The Department of Commerce must first determine that the natural gas infrastructure is for an eligible project, and no more than three eligible projects are authorized. To be eligible, a project must meet all of the following conditions:

  • The project will provide opportunities for natural gas usage, jobs and other economic development benefits.
  • The business has invested or intends to invest at least $200 million in private funds for real
    and personal property.
  • The business will employ or intends to employ at least 1,500 full time employees

The business must also meet a wage standard of 110% of the average wage in the county where the project is located, the business must pay at least 50% of the premiums for health insurance coverage for its employees, must not have any safety and health program violations, and must not have a
disqualifying environmental event as determined by the Department of Environmental Quality.

Utilities Commission: Costs for natural gas infrastructure may be recovered in a rider by a LDC for infrastructure related to projects approved by the Department of Commerce, if the Commission determines the project meets all of the following conditions:

  • The project is located in an area where the natural gas infrastructure for the project is not
    economically feasible.
  • The developer of the project, the prospective customer, or the occupant of the project
    provides a binding commitment that the project will use the natural gas service for at least 10
    years.
  • The projected margin generated by the eligible project will not cover the cost of the natural
    gas infrastructure.

Once approved, the economically infeasible costs of the infrastructure will be recovered in a rider.
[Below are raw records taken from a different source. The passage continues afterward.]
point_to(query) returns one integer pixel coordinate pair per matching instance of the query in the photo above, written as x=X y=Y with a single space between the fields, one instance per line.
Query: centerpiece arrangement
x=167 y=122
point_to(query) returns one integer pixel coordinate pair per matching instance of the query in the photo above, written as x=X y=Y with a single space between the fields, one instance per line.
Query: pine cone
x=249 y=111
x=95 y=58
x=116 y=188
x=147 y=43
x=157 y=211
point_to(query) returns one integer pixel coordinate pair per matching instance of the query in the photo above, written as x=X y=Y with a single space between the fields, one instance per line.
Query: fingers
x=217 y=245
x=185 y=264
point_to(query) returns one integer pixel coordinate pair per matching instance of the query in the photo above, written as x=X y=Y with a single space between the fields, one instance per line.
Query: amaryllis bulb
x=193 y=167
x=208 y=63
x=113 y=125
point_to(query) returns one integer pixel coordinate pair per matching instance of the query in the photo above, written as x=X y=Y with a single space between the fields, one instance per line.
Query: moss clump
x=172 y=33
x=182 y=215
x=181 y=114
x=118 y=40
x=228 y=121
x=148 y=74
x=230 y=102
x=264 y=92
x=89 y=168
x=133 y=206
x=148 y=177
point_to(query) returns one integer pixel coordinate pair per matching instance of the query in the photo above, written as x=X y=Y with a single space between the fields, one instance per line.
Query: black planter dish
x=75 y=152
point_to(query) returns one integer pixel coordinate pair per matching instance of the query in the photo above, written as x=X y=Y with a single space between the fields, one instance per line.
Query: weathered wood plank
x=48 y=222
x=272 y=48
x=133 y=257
The costs recovered in the rider will include the costs normally recovered for infrastructure, including the planning and development costs, construction costs, financing costs, depreciation, and property taxes.
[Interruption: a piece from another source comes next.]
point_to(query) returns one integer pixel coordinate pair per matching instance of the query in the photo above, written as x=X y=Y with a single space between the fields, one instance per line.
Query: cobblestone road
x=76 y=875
The Commission is directed to adopt rules to implement the rider mechanism. The rider may be allowed on an annual or semiannual basis, and will be subject to periodic reconciliation. The rider will terminate when the costs are fully recovered, or with the LDC’s next general rate case, whichever occurs first. A LDC may not invest more than $25 million a year in infrastructure development costs, and the amount recovered in the rider may not exceed 5% of the margin revenues approved in the last rate case of the LDC. The total amount of infrastructure costs that can be recovered by all LDC’s in the state is limited to $75 million. This incentive expires July 1, 2026.

The Economic Development Partnership of North Carolina does not award or administer this incentive. All economic development incentives are awarded and administered by the North Carolina Department of Commerce in partnership with the Utilities Commission.